'Tessa' tiene un marcapasos

La veterinaria cardióloga María Josefa Fernández del Palacio, junto a 'Tessa' y su dueña en la consulta del servicio de Cardiorrespiratorio del Hospital Veterinario UMU./UMU
La veterinaria cardióloga María Josefa Fernández del Palacio, junto a 'Tessa' y su dueña en la consulta del servicio de Cardiorrespiratorio del Hospital Veterinario UMU. / UMU

Especialistas del Hospital Veterinario de la UMU someten a una perra a una operación cardíaca para combatir la arritmia severa que padecía

LA VERDADMurcia

El Hospital Veterinario de la Universidad de Murcia (UMU) le dio una segunda oportunidad a la perra 'Tessa' al implantarle un marcapasos para combatir la arritmia cardíaca severa que padecía. El corazón del animal, de 11 años y de la raza Teckel, latía a entre 30 y 40 latidos por minutos.

La intervención de Tessa, cuyos dueños son una pareja de alemanes residentes en El Pilar de la Horadada, fue practicada por la cardióloga María Josefa Fernández del Palacio y su residente Patricia Sebastián, asistidas por la anestesista Mayte Escobar, el becario de Cirugía de Pequeños Animales Álvaro Lopesino y la Ayudante Técnico Veterinario (ATV) Mónica Ros.

La cardióloga veterinaria explicó que el equipo realizó «un procedimiento muy poco invasivo, ya que para la implantación del marcapasos realizamos una pequeña incisión en el cuello del animal, introduciendo el electrodo por la vena yugular externa y conectándolo a la batería que se sitúa en el cuello».

Un marcapasos de 19 gramos

El marcapasos se compone de dos partes: una de ellas es el dispositivo en sí mismo, el cual es un generador minúsculo que cuenta con una batería de litio y un chip de computadora programado especialmente para satisfacer la necesidad del portador del marcapasos. «Mientras que la otra parte del dispositivo consta de un electrodo que se introduce a través de la yugular hasta el ventrículo derecho, donde se fija al endocardio», detalló Fernández del Palacio.

De este modo, cuando el ritmo cardiaco del perro desciende por debajo de la frecuencia programada, el cual generalmente ronda entre los 80 y los 120 latidos por minuto, el marcapasos se activa y estimula las contracciones del corazón hasta que el ritmo se resetea y permanece constante a 95 latidos por minuto. Su peso es de 19 gramos y su volumen alcanza los 7,5 centímetros cúbicos.

Dos episodios de síncopes

Tessa sufrió dos episodios sincopales mientras jugaba con la pelota. En su veterinario habitual le detectaron una arritmia cardiaca y lo derivaron al Servicio de Cardiología del Hospital Veterinario UMU. En este servicio se diagnosticó un bloqueo atrioventricular completo de causa no conocida, recomendando la implantación de un marcapasos, procedimiento que en el sur de la península solamente se realiza en este centro.

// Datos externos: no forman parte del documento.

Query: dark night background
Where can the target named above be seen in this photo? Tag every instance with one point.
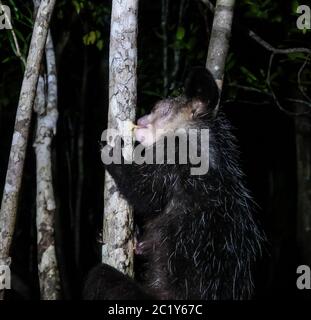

A día de hoy, el paciente se recupera sin problemas tras un reposo de unas semanas. Gracias a la ayuda que recibe ahora su corazón en forma de impulsos eléctricos, 'Tessa' vuelve a llevar una vida normal. Aunque no podrá practicar ejercicio físico al más alto nivel.

Los perros generalmente necesitan estar en reposo durante un mes después de la colocación del marcapasos, y desde el servicio de Cardiología recuerdan que es importante cambiar el uso del collar por un arnés y asegurar que no se genere presión en la zona del cuello.

Desde el Hospital Veterinario UMU recomiendan que ante cualquier síncope o desvanecimiento de su mascota consulten a su veterinario de cabecera, que le asesorará y derivará a un veterinario cardiólogo.